Atherosclerosis is treated with statins, and in 2016, the results were published of a small trial conducted by Massachusetts Eye and Ear, part of Harvard Medical School, and the University of Crete, showed that intensive treatment with statins also had a positive impact on patients with AMD.

“Over 40% of the patients had a dramatic, completely unexpected, clearance of their drusen,” says Edwards. “Really importantly, over the 12 to 24 months of the trial, none of the patients progressed to that late stage blindness. And you would have expected in that period of time that 15% of the patients should have progressed to the late stage.”

Edwards also says that in follow-ups conducted five years on, those patients who continued with the statin treatment showed a 75% reduction in progression to late stage AMD.

“The purpose of what we’re doing is to capture these intermediate stage patients, give them a high dose of an oral generic statin and try to clear out the damage that’s been done and halt the progression towards the late stage,” he says.

“We’re aiming to commercialise something we’re calling Ocustatin, which is a high dose version of generic Lipitor.”

Edwards explains that Ocustatin is unique and different from the generic statins available today, as Drusolv is aiming to commercialise a dose of 95mg, which is higher than the 80mg commercially available today. The company is betting on the fact that a higher dose will prove to be even more effective at clearing the drusen from the retina.

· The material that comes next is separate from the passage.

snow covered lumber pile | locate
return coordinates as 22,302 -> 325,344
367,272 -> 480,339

Regulations around repurposing drugs mean that Drusolv is hoping to be able to go straight into Phase 2 trials for Ocustatin.

“If you are using a compound that’s already on the market, and you don’t change its chemical composition, then you can rely on the safety studies that were done for the original drug,” says Edwards, explaining that Pfizer’s original approval process tested patients with doses all the way up to 160mg.

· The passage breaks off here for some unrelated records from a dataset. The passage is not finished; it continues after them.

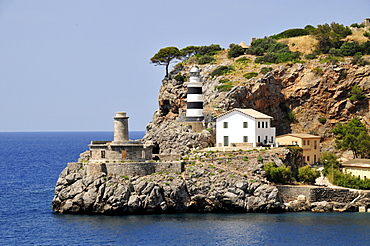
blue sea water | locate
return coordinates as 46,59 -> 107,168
0,132 -> 370,245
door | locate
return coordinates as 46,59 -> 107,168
224,136 -> 229,146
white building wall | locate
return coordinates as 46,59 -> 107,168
216,111 -> 275,147
255,119 -> 276,144
186,109 -> 203,117
187,94 -> 203,102
216,111 -> 255,146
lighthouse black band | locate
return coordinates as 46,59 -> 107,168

“They stopped use at 80 mg because for their application there was no benefit to going higher than that,” he adds. “But they have done the safety studies, toxicology, and animal work all the way up to 160mg, and so we can rely on that. We’ll have to do clinical trials in humans at our high dose for our indication, but it’s a short circuit beyond three or four years’ worth of preliminary safety studies. We’re in the process right now of doing the formulation work, and getting approvals to launch the Phase 2 trial.”

“ … we’ve developed a four-year, $20 million plan to go through a hopefully very successful and very compelling Phase 2 trial, and then turn this over to an established company to commercialise it …”

Having completed much of its planning work, Edwards says that Drusolv is now ready to come out of “stealth mode”.

“We’ve got our act together, we know what we’re doing, we’ve developed a four-year, $20 million plan to go through a hopefully very successful and very compelling Phase 2 trial, and then turn this over to an established company to commercialise it,” he explains, pointing out that the company’s funding requirements can be split into two stages.

“There’s an immediate need for $2 million, and that is to cover one year to do the formulation work, the characterization of that formulation, and the submission and approval process for the IND. And then there’s a follow on need for an additional $18 million, the vast bulk of which is to actually do the Phase 2 trial.”

“By Phase 2 trial standards, this is a very large trial – it’s a 300 person, 18-month on-treatment trial, which is larger than many Phase 3 trials,” adds Edwards. “The reason is that AMD is this incredibly slowly developing disease, and so, if you want to see a signal of efficacy, you either have to have large numbers of people or you have to have a long time period.”